功能是否正确？这个目前没有人解决好。Martin Fowler 特别诚实：

“This is the elephant in the room.”

“This approach puts a lot of faith into the AI-generated tests, that’s not good enough yet.”

“So overall, we still have a lot to do to figure out good harnesses for functional behaviour that increase our confidence enough to reduce supervision and manual testing.”

说实话，这一点 OpenAI 也没解决。他们的”行为验证”本质上还是：AI 自己写测试 → AI 自己跑测试 → 测试绿了就算通过。Martin Fowler 说得好：这把太多信任放在了 AI 自己写的测试上。

三代对比

维度	提示工程	上下文工程	Harness 工程
人类角色	写提示词	组织上下文	设计环境+反馈循环
AI 自主度	单轮对话	多轮对话	自主运行数小时
质量保障	人眼 review	人眼 review	机器 review + 人眼兜底
核心瓶颈	提示词质量	上下文质量	环境设计质量
类比	问老师一个问题	给老师准备教材	给老师建教室
典型产出	一段代码	一个功能	一个验收过的 PR
代表工具	ChatGPT	Cursor + Claude Code	OpenAI Codex + Symphony
效率倍数	2-5x	5-20x	10-100x（OpenAI 自述 1/10 时间）

两个绕不开的问题

人类工程师会被淘汰吗？

OpenAI 的回答：

“Humans always remain in the loop, but work at a different layer of abstraction than we used to. We prioritize work, translate user feedback into acceptance criteria, and validate outcomes.”

Martin Fowler 说得更彻底：

“As human developers we bring our skills and experience as an implicit harness to every codebase. We absorbed conventions and good practices, we have felt the cognitive pain of complexity, and we know that our name is on the commit.

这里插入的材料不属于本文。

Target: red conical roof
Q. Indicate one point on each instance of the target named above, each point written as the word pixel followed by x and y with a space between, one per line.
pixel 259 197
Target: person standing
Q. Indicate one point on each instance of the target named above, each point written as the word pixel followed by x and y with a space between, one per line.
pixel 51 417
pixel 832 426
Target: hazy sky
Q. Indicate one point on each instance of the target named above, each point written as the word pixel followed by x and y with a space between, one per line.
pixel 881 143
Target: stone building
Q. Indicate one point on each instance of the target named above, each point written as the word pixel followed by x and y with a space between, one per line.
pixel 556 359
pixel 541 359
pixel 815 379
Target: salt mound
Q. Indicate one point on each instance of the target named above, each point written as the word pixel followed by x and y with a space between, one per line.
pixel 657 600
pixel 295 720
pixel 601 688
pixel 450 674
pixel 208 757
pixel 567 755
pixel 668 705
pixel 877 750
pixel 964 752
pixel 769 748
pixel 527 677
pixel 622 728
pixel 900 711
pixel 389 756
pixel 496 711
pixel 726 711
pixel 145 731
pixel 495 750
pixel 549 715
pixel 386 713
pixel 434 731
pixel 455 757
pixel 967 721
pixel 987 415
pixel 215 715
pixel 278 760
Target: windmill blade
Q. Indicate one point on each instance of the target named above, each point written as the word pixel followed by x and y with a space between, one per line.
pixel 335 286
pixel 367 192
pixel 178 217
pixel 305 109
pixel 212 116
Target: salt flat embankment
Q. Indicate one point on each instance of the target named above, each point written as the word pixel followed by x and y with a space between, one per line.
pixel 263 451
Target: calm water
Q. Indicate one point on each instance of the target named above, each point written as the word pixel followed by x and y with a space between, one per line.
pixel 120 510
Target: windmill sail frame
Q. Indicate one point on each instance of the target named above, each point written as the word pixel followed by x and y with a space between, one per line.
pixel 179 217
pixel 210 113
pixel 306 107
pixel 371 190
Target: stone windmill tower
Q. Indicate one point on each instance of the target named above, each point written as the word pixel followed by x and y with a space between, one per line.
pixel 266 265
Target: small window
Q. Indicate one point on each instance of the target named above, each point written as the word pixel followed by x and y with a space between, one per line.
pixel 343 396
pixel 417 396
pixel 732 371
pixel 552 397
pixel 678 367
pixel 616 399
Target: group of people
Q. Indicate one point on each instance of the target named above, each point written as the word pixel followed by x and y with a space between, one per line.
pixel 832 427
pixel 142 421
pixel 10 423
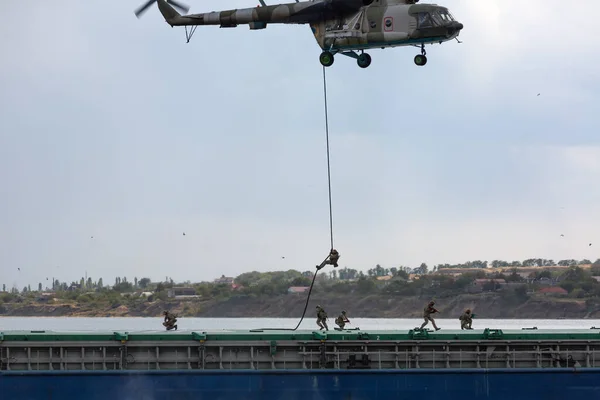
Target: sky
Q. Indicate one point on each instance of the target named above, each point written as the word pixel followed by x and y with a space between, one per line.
pixel 117 136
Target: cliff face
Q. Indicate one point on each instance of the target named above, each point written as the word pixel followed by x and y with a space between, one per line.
pixel 362 306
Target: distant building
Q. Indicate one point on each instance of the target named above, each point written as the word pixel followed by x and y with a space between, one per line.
pixel 490 284
pixel 224 279
pixel 298 289
pixel 553 291
pixel 177 292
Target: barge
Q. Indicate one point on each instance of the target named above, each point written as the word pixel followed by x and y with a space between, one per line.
pixel 491 364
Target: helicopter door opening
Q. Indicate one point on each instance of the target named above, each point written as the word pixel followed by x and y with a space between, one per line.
pixel 424 21
pixel 388 24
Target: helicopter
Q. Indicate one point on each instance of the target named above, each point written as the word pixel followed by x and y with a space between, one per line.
pixel 346 27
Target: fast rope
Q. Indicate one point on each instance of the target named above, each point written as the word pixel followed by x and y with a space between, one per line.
pixel 330 213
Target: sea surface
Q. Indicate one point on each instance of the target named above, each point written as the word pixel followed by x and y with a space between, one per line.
pixel 145 324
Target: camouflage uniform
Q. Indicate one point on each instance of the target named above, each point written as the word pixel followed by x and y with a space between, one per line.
pixel 427 315
pixel 170 321
pixel 466 320
pixel 321 318
pixel 341 320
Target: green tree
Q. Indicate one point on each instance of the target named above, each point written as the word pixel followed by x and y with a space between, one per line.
pixel 144 282
pixel 422 270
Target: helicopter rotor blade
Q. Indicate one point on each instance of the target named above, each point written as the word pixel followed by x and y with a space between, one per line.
pixel 181 6
pixel 141 10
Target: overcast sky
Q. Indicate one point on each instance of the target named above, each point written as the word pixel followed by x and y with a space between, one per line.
pixel 115 128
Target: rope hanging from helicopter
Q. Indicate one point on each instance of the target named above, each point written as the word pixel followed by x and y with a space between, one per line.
pixel 330 214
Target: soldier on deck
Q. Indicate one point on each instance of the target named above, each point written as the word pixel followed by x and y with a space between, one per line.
pixel 321 318
pixel 429 309
pixel 466 320
pixel 342 320
pixel 170 320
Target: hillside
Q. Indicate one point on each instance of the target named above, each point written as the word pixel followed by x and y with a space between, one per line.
pixel 489 305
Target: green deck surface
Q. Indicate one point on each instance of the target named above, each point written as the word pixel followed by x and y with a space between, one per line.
pixel 275 335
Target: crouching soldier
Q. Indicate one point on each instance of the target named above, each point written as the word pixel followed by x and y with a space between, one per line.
pixel 170 321
pixel 466 320
pixel 322 318
pixel 342 320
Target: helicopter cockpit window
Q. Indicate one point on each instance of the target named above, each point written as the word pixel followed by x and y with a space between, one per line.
pixel 424 20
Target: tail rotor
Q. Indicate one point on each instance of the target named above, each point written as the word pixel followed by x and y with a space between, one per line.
pixel 141 10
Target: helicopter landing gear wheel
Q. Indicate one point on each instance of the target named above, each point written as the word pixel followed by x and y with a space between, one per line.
pixel 364 60
pixel 420 60
pixel 326 59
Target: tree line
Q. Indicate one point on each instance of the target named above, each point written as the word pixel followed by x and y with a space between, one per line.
pixel 577 281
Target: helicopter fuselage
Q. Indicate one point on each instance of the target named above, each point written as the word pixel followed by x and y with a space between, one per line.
pixel 339 26
pixel 391 25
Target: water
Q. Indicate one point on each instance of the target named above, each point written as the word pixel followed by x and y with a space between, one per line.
pixel 145 324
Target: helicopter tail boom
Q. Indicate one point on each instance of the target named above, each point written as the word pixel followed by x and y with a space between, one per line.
pixel 301 12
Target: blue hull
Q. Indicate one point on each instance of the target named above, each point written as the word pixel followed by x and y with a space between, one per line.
pixel 496 384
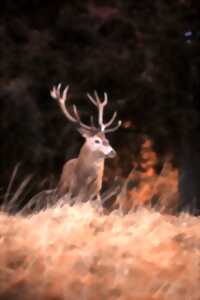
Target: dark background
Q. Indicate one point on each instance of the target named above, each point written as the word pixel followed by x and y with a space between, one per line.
pixel 145 54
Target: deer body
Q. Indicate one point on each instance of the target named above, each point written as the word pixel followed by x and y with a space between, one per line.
pixel 82 177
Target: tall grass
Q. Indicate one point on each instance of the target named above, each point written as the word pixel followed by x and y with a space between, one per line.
pixel 78 252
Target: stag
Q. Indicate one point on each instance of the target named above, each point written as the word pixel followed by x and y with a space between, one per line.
pixel 82 177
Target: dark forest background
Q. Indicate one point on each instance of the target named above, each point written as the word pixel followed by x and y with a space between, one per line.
pixel 145 54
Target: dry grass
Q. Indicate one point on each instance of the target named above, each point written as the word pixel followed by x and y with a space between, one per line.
pixel 79 253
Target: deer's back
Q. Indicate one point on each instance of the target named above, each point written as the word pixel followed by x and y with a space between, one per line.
pixel 78 180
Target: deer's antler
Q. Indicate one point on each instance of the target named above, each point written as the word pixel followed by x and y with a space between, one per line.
pixel 104 127
pixel 61 97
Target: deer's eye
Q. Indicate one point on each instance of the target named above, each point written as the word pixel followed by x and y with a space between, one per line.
pixel 97 141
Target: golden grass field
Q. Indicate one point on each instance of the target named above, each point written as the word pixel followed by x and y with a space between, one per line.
pixel 78 252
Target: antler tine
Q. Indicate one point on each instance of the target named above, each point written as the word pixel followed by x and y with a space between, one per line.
pixel 114 128
pixel 92 99
pixel 56 94
pixel 111 120
pixel 76 113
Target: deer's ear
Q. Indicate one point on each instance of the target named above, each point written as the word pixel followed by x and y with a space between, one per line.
pixel 86 133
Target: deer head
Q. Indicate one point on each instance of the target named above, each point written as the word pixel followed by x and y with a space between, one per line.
pixel 96 142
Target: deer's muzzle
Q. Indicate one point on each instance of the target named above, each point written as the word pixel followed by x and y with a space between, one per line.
pixel 112 153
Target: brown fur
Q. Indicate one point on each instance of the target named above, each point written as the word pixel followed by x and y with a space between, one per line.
pixel 82 177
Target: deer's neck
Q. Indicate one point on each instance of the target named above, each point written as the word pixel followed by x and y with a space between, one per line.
pixel 89 161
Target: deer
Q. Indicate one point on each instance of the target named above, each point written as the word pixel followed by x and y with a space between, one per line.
pixel 82 177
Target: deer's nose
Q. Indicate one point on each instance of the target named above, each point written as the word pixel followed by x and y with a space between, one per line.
pixel 112 153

A coding agent has none of this: no social accountability, no aesthetic disgust at a 300-line function, no intuition that ‘we don’t do it that way here,’ and no organisational memory.”

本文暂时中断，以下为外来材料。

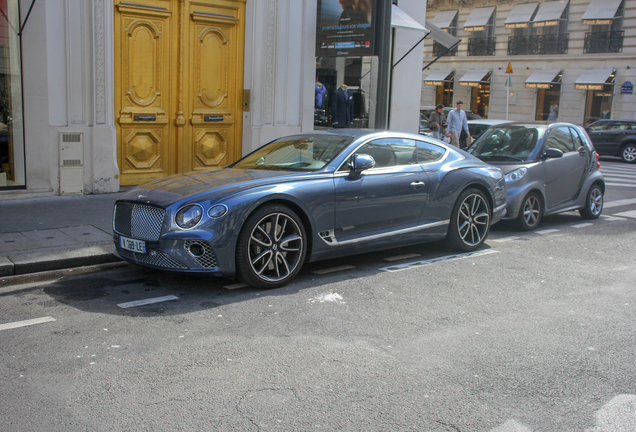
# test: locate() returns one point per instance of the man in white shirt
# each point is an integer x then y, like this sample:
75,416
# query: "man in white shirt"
456,122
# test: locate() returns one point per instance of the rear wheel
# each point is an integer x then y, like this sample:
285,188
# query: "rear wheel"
593,203
628,153
271,247
531,211
470,221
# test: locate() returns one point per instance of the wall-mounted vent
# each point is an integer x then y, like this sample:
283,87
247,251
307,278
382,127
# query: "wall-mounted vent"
71,163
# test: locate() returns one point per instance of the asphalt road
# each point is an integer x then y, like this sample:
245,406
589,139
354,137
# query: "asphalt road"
534,333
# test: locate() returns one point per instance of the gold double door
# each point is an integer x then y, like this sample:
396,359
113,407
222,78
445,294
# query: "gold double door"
178,85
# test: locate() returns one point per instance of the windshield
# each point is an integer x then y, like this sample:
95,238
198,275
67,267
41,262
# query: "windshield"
295,153
507,143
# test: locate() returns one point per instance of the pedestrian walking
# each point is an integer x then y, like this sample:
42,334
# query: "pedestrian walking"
437,122
456,122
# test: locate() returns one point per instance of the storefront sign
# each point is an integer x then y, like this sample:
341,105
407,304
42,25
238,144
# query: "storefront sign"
345,28
627,88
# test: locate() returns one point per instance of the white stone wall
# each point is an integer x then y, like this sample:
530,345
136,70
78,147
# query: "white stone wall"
572,64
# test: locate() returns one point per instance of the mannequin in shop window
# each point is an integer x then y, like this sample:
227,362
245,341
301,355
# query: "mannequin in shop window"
341,108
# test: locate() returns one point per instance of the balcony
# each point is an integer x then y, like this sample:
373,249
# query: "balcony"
481,46
439,49
603,42
543,44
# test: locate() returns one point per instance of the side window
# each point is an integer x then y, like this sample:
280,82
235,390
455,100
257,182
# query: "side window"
427,152
389,152
560,139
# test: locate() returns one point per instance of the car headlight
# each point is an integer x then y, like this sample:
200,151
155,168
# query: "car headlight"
516,174
217,211
189,216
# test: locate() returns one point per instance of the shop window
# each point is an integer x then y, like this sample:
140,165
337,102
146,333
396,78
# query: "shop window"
12,167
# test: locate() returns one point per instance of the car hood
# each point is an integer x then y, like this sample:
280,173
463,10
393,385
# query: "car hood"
213,184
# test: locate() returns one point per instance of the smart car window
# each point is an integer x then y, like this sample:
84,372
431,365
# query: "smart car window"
295,153
427,152
560,139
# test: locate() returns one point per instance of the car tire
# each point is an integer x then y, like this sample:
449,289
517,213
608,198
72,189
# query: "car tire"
628,153
470,221
530,212
271,247
593,203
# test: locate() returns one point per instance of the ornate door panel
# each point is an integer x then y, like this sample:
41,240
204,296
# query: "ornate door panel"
178,82
215,68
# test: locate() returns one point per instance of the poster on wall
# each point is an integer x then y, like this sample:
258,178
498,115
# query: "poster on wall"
345,28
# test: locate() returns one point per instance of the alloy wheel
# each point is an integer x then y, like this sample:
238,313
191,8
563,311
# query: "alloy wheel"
473,219
275,247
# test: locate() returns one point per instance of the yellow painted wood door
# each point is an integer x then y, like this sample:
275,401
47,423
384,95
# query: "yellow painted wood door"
178,85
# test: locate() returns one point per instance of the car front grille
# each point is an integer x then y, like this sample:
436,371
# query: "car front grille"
153,257
139,221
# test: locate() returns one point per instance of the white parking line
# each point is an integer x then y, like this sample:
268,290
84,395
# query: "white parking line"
333,269
400,257
583,225
406,266
546,231
25,323
146,302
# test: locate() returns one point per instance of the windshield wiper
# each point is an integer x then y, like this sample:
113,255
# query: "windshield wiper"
502,157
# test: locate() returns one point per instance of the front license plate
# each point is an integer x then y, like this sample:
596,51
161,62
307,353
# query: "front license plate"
132,245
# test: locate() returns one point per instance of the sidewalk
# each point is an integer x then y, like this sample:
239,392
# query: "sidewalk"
52,233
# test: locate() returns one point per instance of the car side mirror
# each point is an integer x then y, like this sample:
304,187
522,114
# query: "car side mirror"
552,154
359,163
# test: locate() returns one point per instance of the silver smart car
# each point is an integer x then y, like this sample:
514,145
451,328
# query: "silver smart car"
549,168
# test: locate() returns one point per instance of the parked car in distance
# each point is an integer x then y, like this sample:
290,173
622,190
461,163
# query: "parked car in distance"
549,169
478,127
614,138
308,197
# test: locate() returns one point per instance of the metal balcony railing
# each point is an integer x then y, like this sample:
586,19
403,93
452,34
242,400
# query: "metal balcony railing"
542,44
603,42
481,46
439,49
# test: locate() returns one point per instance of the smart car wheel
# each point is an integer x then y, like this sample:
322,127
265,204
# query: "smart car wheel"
530,213
470,221
628,153
593,203
271,247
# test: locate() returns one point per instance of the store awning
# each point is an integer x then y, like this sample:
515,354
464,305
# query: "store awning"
521,15
439,77
399,18
474,78
444,19
478,19
595,79
543,78
601,12
440,36
549,13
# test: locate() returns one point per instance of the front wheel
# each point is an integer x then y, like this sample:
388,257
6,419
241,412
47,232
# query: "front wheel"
271,247
593,203
470,221
628,153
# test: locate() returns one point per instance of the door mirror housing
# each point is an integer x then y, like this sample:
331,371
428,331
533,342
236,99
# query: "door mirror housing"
552,154
359,163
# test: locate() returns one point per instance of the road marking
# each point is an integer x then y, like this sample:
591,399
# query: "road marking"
583,225
19,324
406,266
505,239
333,269
236,286
400,257
146,302
619,203
631,214
546,231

人类开发者自带一个”隐式 Harness”——我们的经验、审美、责任感、组织记忆。AI 一条都没有。

所以他的结论是：

“A good harness should not necessarily aim to fully eliminate human input, but to direct it to where our input is most important.”

好的 Harness 的目标不是消灭人类，是把人类注意力引导到最有价值的地方。

OpenAI 为什么开源？

我的判断：在建生态护城河。

Symphony 目前官方只支持 Linear + OpenAI Codex。开源它，社区会帮它扩展到 Jira、GitHub Issues、其他模型。但核心编排逻辑和 SPEC.md 是 OpenAI 定义的标准。

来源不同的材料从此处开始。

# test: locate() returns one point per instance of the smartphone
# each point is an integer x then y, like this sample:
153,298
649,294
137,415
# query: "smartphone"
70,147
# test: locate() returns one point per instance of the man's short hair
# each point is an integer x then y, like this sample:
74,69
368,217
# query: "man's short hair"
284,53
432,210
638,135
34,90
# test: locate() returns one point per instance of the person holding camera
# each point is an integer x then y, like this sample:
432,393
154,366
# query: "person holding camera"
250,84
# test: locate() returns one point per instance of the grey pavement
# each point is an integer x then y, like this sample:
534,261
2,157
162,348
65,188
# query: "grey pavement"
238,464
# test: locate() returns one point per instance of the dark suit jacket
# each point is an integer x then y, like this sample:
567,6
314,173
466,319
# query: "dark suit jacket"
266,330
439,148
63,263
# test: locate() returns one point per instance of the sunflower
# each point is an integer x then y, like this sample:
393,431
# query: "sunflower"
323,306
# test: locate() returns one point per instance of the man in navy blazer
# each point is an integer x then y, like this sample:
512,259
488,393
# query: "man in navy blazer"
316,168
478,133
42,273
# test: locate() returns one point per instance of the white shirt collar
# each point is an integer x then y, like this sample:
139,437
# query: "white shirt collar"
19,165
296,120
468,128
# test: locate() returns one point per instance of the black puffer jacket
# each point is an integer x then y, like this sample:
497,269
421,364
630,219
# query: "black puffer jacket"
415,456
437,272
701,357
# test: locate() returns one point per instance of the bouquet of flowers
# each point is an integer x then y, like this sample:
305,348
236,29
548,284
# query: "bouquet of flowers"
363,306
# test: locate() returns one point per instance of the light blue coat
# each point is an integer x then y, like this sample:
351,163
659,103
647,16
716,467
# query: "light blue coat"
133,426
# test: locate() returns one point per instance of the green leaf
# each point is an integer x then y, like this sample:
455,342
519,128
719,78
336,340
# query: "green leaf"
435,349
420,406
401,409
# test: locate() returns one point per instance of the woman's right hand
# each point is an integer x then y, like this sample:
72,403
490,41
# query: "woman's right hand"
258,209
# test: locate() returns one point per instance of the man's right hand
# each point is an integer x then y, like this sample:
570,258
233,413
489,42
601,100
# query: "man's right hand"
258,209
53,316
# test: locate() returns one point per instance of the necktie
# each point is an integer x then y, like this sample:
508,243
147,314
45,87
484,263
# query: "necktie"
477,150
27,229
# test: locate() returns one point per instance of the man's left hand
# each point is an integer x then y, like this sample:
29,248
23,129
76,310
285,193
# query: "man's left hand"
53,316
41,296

就像 Android 开源，但你离不开 Google Play。

最后

OpenAI 这篇博文里有一段话，我觉得是整件事最好的总结：

“As agents like Codex take on larger portions of the software lifecycle, these questions will matter even more. We hope that sharing some early lessons helps you reason about where to invest your effort so you can just build things.”

模型会越来越强，越来越同质化。但 Harness 是每个团队自己建的——它包含了你的架构决策、编码规范、质量标准、业务知识。这些东西没法抄，只能自己搭。